Travelling and holiday is an important part of retirement for most people. But prioritise change as you move through your retirement years. People tend to spend less on food and recreation while spending more on health, utility bills and insurance.
How much do you need in your pension pot?
Not everyone will earn the same amount as each others. Therefore it’s important to think about your pension income in stages – the state pension, your private and workplace pension, and any other income you may have.
Once you reach the state pension age, currently at age 66, the government will provide a substantial chunk of your post-retirement money. The current pension for 2022-23 is £185.15 per week but not everyone gets that much.
Most people with pensions opt for an income drawdown or an annuity, where money will be given to you as a regular income. Which? has crunched the numbers on how much you need in your pot to receive an annual amount post-tax.
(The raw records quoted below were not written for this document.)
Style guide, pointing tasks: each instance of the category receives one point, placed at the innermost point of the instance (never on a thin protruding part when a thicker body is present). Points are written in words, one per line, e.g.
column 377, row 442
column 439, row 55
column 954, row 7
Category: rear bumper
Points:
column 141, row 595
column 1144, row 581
How much do you need to save at different ages?
To live comfortably with your partner once you reach retirement age, you need to save almost £200 each every month. If you wait till 40 to start saving, this increases to £329 each. The projections are scary, especially with the rapid cost of living affecting the ability to comfortably save up. It can be reassuring with a couple hundred pounds per month in your 20s is easier to save up than having to scrabble a few more hundred by your 40s.
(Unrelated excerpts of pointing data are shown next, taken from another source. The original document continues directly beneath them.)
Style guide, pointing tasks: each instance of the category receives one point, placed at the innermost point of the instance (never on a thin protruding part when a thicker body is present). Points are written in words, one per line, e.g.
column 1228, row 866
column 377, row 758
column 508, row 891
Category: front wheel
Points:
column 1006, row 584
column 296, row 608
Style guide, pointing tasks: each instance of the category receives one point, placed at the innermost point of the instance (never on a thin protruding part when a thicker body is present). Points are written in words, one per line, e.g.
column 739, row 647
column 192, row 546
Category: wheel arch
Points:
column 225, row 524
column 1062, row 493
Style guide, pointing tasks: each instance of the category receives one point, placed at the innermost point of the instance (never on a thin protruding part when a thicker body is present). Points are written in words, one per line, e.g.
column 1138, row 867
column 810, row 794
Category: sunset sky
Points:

If you have £100,000 in your pot by your 30s, you are already on track to living a comfortable retirement and you can revise your targets.
Your monthly income should go up and if you’re in a company pension scheme, your employer will be contributing some toward that target. Under the rules of pension auto-enrolment, a minimum of 8% must be paid into your pension, 5% from you and 3% from your employer. Depending on your employer, most will match or put more into your pension that the legal minimum amount.
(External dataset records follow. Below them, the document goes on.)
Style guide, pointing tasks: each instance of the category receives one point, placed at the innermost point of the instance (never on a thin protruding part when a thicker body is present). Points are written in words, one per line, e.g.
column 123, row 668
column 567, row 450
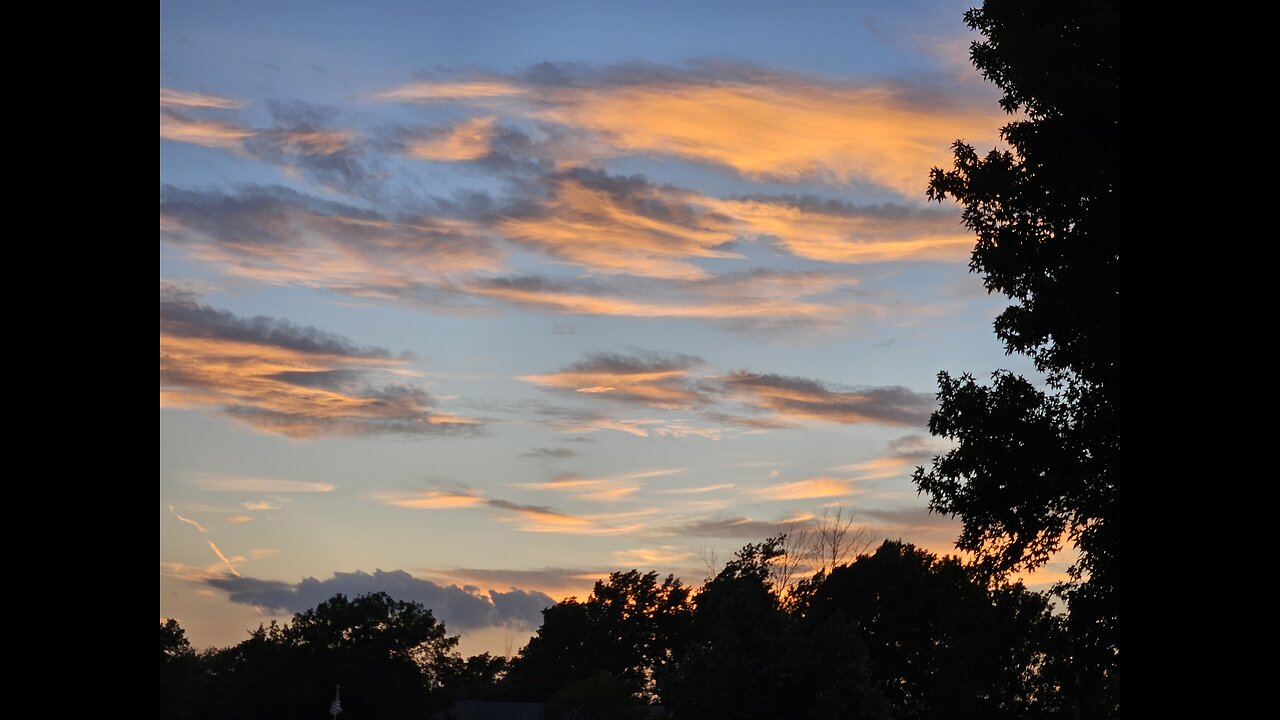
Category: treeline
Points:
column 899, row 633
You will find the more you save or find an employer that matches your contributions, the closer you’ll get to these targets.
Pension tax relief
When you save into a pension, the government will give you a bonus in the form of tax relief. When you earn tax relief on your pension, some of the money you would have paid in tax would be sent into your pension pot. Tax relief is paid on your pension contributions at the highest rate of income tax you pay.
- Basic-rate taxpayers get 20% pension tax relief
- Higher-rate taxpayers can claim a 40% pension tax relief
- Additional-rate taxpayers can claim a 45% pension tax relief
The tax relief in Scotland will be slightly different.